Over in Berlin, two rooftop beach bars offer sand, lounge chairs and views of the metropolis. The first, Deck 5 (www.freiluftrebellen.de/deck-5) in Prenzlauer Berg atop the Schoenhauser Allee Shopping Center parking garage, overlooking Potsdamer Platz, serves light fare and Sunday brunch. The second, StrandLitz (www.freiluftrebellen.de/steglitz), is atop the Forum Steglitz parking garage in Steglitz. Both are run by BMH Gastro GmbH.

At Stuttgart’s Sky Beach (www.skybeach.de), which boasts 100 tons of white sand and a vista over the city’s signature television tower and surrounding hills, watch out for squirt-gun-toting guests and flying volleyballs. Owner Lothar Müller says he had classic beach bars in Italy or Spain in mind when he built Sky Beach, which serves cocktails including mojitos, caipirinhas and sex on the beach.

Mr.

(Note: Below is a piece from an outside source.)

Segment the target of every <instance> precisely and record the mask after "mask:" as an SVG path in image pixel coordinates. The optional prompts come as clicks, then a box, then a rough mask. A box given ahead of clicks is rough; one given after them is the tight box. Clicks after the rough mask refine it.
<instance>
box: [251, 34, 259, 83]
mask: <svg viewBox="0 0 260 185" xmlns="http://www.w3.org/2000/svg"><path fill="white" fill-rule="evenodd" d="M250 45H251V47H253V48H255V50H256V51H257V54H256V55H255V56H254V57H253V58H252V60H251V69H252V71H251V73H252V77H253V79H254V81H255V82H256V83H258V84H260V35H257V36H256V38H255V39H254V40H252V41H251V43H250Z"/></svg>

Müller licenses the bar’s concept, and Andreas Keunecke opened a second Sky Beach in Cologne in 2006 that looks out on the city’s Gothic cathedral and provides the best seats in town for the annual fireworks gala. Perched on the rooftop of the Aral parking garage, the bar is a favorite among sun seekers. And, as Mr. Keunecke points out, Sky Beach Cologne is 35 meters closer to the sun than the beach bars along the Rhine.